Nos últimos shows, uma característica de Reginaldo Rossi deu indicativos de que havia algo diferente com o Rei do Brega. “Nos últimos quatro shows, ele estava sentando, coisa que ele nunca fez. Comentei e ele disse que estava cansado. Reginaldo era meio manhoso. Podia ser que ele estava sentindo algo e não dizia”, afirma Sandro Nóbrega, que foi empresário de Rossi durante 24 anos e atualmente é administrador da banda The Rossi, que faz tributo ao cantor.

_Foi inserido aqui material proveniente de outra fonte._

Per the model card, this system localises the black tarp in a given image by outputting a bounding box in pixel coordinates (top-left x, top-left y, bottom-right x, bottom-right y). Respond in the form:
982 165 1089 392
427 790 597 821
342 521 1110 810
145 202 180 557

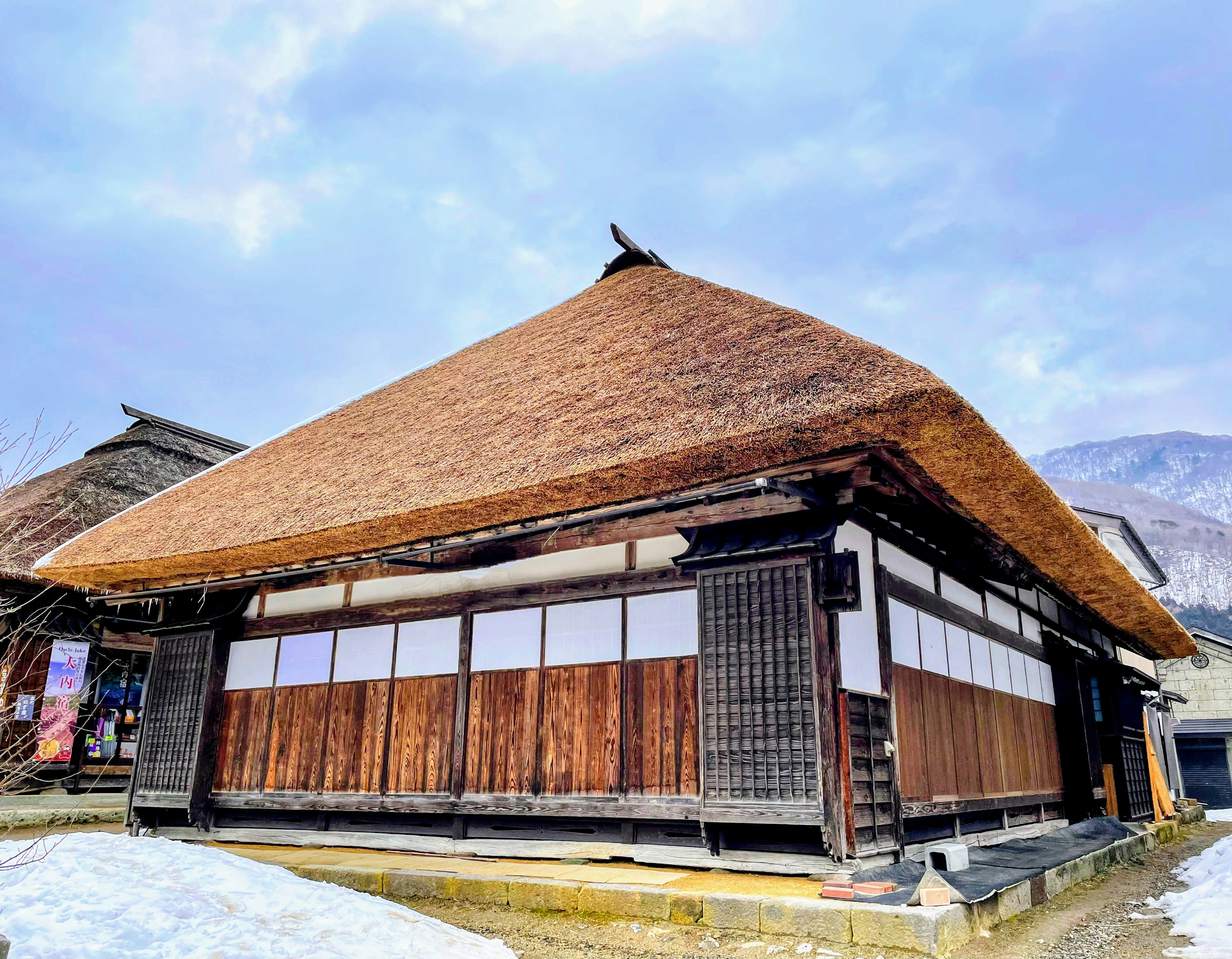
851 816 1130 906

Dias depois, Reginaldo Rossi foi internado após um mal-estar. Sua morte, aos 69 anos, devido a complicações de um câncer de pulmão, deixou os fãs em luto. O câncer foi constatado apenas duas semanas antes da sua partida. Ele deixou um filho e a esposa, que morreu oito meses depois.
A passagem de Rossi deixou um legado e continua a influenciar artistas e a emocionar pessoas de todas as idades.
A banda The Rossi fez mais de 85 shows em 2023 e se apresenta em eventos públicos e privados, como casamentos e aniversários, com canções de Reginaldo. O empresário Sandro Nóbrega é casado com a sobrinha de Rossi e conviveu com o artista por 25 anos.
Segundo o amigo, Rossi era uma pessoa simples e que, apesar de ter despontado com a música “Garçom”, não gostava de bebidas alcoólicas. Além disso, era refratário a injustiças. “Essa fama dele é terrível, porque eu chegava na casa dele e não tinha cerveja, mas todo mundo achava que ele bebia muito. Ele não gostava de injustiça e preconceito em relação ao Nordeste.”
Outro grupo que faz alusão ao cantor até os dias atuais é a banda Sir Rossi, que reúne amigos do cantor e artistas locais.
Na política, Reginaldo Rossi participou dos chamados showmícios, proibidos atualmente. Nos anos 1980 e 1990, Rossi cantava em shows para políticos ligados a partidos de esquerda. O cantor foi além, e se candidatou a deputado estadual nas eleições de 2010 em Pernambuco pelo PDT. Obteve 14,9 mil votos, mas não se elegeu.
Em 2024, o artista será o homenageado do Galo da Madrugada, o principal bloco de Carnaval do país. O anúncio foi feito em agosto deste ano. Haverá carros alegóricos em alusão à trajetória do cantor, além de diversas canções proferidas pelos artistas que estarão nos trios elétricos do evento.
Desde 2018, o Dia do Brega no Recife é celebrado no dia 14 de fevereiro, data do aniversário de Reginaldo Rossi. Nos últimos dez anos, o ritmo ganhou mais espaço na cena cultural local e também teve adaptações e reforço das raízes. Atualmente, o brega é patrimônio imaterial do Recife. Uma proposta em tramitação na Câmara dos Deputados, de autoria do deputado Pedro Campos (PSB-PE), pretende expandir a data comemorativa para o âmbito nacional.
“Ele foi o primeiro cantor do movimento a não ter vergonha das suas raízes. Antes, a gente sempre sofria algum tipo de preconceito, mesmo que camuflado”, avalia a cantora de brega Michelle Melo.